Reuven M. Lerner starts us out this month with the modern-day equivalent of virtual name-based Web hosting. Multitenant programming allows a single server and/or application to serve multiple clients while keeping the cross-pollination of data from taking place. SaaS isn't a new concept, but Reuven shows how to peel back the cloud layer and see what goes on behind the scenes. If you're a Web developer, you won't want to miss it.
I've written several articles through the years on SSH, which I like to think of as the Swiss Army Knife of command-line tools. Dave Taylor talks about an equally powerful tool this month, namely the find command. It seems like a simple concept, but with its various options, find can be a powerful addition to any Bash script.
Kyle Rankin talks about something I've never been able to get the hang of doing. He discusses the virtue of using the hjkl keys as opposed to arrow keys while editing text files. Every once in a while, you'll run across a computer that supports only the old-school method for moving the cursor around, but for Kyle, that old-school method is his preferred mode of operation. I have to admit, I'm a little jealous. I can play a first-person shooter with the “wasd” keys, but for some reason, my brain just can't get used to “hjkl”. If you have no idea what I'm talking about, be sure to read Kyle's column.
I boldly go where no Shawn Powers has gone before and touch on development of all things. My entire IT career has been one where I've avoided programming. Recently, I had a need to create a Web-based interface for a user, and I learned PHP. Granted, PHP isn't the most modern or powerful programming language, but if you're like me, it might be the perfect intro to development. I urge anyone who hates programming to read my column. It might surprise you how much fun writing code can be.
Chris Jenks has a cool article in this issue where he teaches us to hunt rogue access points in a network. There obviously are apps for Android that will do basic scanning, but Chris goes a lot further and discusses passively gathering data, looking for even hidden SSID networks. If you have a need to track down rogue access points, but fear sneaky users are hiding their tracks, Chris' article is perfect.
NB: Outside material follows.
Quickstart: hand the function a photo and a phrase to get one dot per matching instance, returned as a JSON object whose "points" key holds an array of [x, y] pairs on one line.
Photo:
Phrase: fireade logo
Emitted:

Jim Hall goes searching this month as well, but in his case, he's searching for usability. Jim describes the process for formal usability testing and how it shapes changes in projects like GNOME, which he uses as an example. If you've ever been curious about how and why desktop programs function the way they do, Jim's article will be of incredible interest. In fact, usability is most likely one of the factors that influences the results of our Readers' Choice awards year after year. If proper testing has taken place, the chances for a particular technology to gain popularity are much higher. We stuck with a similar format as last year in this issue, and gave the entire range of votes as opposed to just the top few candidates. If people were told only about the most popular one or two desktop environments, no one would ever hear about Linux itself! There are a few upsets this year over last year, but every category is interesting with a few hidden gems that might not be as popular, but certainly are worth checking out.
This issue is truly an eclectic one, and although there's not a specific focus, that means we get to focus on “awesome stuff”, which is always enjoyable. We have tech tips, product announcements, cool programs and enough information to keep an entire herd of nerds busy for weeks. We hope you enjoy the Readers' Choice issue of Linux Journal. I know we enjoyed putting it together.